Я прибегаю и слышу голос Шуры.
– …Я жила счастливо… – убежденно говорит она. – Все у меня было… Любовь безответная была. Дочь была. Себя не жалела, и люди хвалили… Все я видела, во всем участвовала. Разве что на Луну не летала… Я Луну в первый раз в революцию увидела… Мне пять лет было… Все выше меня ростом были – женщины, дядьки, столы даже… Я только ноги и помню… Раз из богатого дома собачку вывели погулять и шоколадку ей кинули. А я на помойке играла. Я шоколадку схватила – ив рот. Собачка залаяла, а я со страху шоколадку проглотила. Вольно очень. Я заплакала. До темноты плакала… Тут вдруг ноги вокруг меня побежали. Ноги бегут, и я за ними… Страшно… Добежали куда-то до большой пушки, а пушка как выстрелит. Я и закричала. Слышу, кто-то чудно так говорит: «Ребьенок… ребьенок… – и меня на плечо сажает. – Не плакай, – говорит дядька. – Туда летает, туда…» И пальцем показывает. Я смотрю, а на небе новая луна светит, круглая… Пушка эта благушинская теперь в Москве у Музея Революции стоит. Что, Краус?

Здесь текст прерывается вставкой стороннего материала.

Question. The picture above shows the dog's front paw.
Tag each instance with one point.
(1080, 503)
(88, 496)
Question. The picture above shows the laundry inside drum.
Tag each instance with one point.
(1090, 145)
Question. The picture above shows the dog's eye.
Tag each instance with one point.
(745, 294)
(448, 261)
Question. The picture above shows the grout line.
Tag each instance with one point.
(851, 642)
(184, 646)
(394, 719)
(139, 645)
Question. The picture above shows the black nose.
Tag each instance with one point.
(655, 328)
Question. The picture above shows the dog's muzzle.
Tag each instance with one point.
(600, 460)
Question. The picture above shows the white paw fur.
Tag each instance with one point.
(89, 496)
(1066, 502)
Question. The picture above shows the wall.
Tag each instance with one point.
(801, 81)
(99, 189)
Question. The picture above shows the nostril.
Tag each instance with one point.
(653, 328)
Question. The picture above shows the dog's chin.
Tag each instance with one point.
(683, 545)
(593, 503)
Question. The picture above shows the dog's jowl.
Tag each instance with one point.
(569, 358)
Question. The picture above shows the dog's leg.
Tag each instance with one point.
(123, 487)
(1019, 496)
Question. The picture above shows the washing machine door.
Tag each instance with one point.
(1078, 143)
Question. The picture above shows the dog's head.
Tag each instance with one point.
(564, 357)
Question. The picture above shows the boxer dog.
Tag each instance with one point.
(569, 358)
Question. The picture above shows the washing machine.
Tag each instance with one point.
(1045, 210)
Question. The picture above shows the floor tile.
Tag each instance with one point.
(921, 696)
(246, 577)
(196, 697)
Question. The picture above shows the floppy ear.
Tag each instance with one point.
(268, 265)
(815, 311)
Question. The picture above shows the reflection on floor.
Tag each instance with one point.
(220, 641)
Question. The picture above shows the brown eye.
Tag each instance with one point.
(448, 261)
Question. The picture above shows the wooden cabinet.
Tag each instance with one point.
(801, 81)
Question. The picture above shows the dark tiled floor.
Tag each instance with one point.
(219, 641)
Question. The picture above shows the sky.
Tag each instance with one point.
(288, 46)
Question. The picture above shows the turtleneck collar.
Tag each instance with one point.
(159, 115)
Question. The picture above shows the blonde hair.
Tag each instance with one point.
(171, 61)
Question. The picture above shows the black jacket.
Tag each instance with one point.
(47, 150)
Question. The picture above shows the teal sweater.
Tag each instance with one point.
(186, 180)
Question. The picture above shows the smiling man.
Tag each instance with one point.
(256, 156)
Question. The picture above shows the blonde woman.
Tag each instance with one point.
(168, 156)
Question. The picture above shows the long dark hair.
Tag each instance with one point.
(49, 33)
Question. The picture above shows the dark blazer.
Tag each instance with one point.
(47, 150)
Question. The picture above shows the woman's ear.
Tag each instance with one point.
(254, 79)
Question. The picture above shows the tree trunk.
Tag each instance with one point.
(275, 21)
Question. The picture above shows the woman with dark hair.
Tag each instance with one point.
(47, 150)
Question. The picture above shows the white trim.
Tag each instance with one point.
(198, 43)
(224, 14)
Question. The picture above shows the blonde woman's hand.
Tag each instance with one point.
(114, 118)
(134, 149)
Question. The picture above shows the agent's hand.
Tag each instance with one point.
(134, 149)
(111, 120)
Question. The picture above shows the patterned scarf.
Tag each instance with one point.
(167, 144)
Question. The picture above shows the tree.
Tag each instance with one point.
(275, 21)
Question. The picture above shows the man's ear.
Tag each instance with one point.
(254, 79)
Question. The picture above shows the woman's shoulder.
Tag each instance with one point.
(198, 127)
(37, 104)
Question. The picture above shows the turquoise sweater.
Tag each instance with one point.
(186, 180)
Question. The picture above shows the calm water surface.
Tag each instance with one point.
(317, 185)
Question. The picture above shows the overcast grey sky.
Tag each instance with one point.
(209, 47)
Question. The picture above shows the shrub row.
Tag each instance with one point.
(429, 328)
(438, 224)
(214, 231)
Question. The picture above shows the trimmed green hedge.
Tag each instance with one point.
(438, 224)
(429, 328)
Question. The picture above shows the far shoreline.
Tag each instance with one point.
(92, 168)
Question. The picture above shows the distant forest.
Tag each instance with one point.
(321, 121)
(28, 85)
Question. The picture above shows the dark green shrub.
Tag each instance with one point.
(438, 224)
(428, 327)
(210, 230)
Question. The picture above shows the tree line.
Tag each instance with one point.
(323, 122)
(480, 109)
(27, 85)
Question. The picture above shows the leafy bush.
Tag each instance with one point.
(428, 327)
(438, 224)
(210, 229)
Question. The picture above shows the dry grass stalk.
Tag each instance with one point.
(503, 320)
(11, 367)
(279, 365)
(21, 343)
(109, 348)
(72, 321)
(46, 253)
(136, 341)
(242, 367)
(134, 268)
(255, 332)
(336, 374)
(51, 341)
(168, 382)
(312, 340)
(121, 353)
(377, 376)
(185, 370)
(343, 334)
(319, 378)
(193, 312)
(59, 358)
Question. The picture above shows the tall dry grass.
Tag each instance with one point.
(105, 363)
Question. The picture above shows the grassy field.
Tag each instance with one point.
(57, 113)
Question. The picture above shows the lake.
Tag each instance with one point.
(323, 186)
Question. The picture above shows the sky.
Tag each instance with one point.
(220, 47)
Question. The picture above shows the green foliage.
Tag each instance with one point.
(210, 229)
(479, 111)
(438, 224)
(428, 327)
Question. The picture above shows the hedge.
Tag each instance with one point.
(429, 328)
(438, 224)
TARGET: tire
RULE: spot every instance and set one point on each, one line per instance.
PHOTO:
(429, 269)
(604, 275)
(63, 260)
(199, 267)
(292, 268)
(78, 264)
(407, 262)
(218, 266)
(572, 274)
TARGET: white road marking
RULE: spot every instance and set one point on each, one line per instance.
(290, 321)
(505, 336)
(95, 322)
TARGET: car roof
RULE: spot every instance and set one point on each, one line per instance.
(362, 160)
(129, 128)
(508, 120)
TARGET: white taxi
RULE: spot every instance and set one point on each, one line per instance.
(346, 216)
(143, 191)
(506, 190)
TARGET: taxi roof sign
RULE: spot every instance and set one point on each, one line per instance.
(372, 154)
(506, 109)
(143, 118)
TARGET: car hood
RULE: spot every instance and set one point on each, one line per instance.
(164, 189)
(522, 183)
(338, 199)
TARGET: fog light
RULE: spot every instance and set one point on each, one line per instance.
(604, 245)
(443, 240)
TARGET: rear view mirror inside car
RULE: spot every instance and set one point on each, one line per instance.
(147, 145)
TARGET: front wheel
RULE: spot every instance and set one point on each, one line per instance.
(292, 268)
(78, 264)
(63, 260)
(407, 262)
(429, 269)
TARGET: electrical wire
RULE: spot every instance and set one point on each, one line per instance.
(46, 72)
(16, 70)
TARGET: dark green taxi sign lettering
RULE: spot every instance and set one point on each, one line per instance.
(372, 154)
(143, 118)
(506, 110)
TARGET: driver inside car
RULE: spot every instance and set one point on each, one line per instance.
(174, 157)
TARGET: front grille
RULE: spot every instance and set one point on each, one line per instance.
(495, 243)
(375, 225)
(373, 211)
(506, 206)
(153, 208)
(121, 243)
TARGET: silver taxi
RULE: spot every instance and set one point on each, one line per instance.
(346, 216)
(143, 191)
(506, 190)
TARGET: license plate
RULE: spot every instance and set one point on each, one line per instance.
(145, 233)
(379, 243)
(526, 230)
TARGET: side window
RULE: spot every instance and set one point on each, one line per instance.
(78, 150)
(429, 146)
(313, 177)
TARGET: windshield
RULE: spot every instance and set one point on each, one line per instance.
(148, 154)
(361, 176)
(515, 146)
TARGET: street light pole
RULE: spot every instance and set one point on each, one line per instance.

Правду я говорю?… Ты тогда молодой был, красивый.
Краус резко отворачивается к стене. «Я люблю тебя, Вена… Горячо, неизменно…» – страстно и высоко поет голос во дворе.
– А как я пела!… Вот Алеша скажет, как я пела… – сказала она и заплакала.
– Ты лучше всех пела, – говорю я немеющими губами. – Лучше всех ты пела…
– Прощай, Алешенька… Поцелуй папу… Ухожу… – говорит она.
Она умолкает, и голова ее с открытыми глазами откидывается. Хирург перестает считать пульс и отпускает ее руку.
В разбитое окно светит полная луна. Луна тронулась в путь, иногда резко останавливаясь, как будто натолкнувшись на что-то.
Это Катя плачет. Она всхлипывает и вытирает слезы руками. А слезы все текут и текут, и она не может с ними справиться. И мне печально, и немного смешно, и почему-то даже обидно чуть-чуть. Может быть, потому, что я уже не могу так реагировать на чужой рассказ. Это прерогативы ее возраста. А какие прерогативы моего возраста? Черт его знает, какие прерогативы.
Я вытаскиваю большой платок. Вот мои прерогативы.
– Ну-ну, – говорю я. – Не надо так. Это все давно было.
Детские рыдания сотрясают ее. Я вытираю ей нос, и она не отстраняется и смотрит поверх платка ничего не видящими глазами.
– Действуйте, действуйте, – говорю я и оставляю платок в ее руках. – Знал бы – не рассказывал.
Она закрывает платком лицо, вытирает слезы и таращит на меня глаза.
– Зачем вы рассказали мне? – говорит она. – Кто вас просил?
Я молчу. Сама же просила, это ясно. А впрочем, действительно, кто меня просил? Сдержанность – вот прерогативы моего возраста. Отвратительное словечко. Похожее на червя. В протухшей воде копошились прерогативы.
– Я никогда не смогу быть похожей на этих людей, – говорит она.
Фу, господи, сразу бы так и сказала!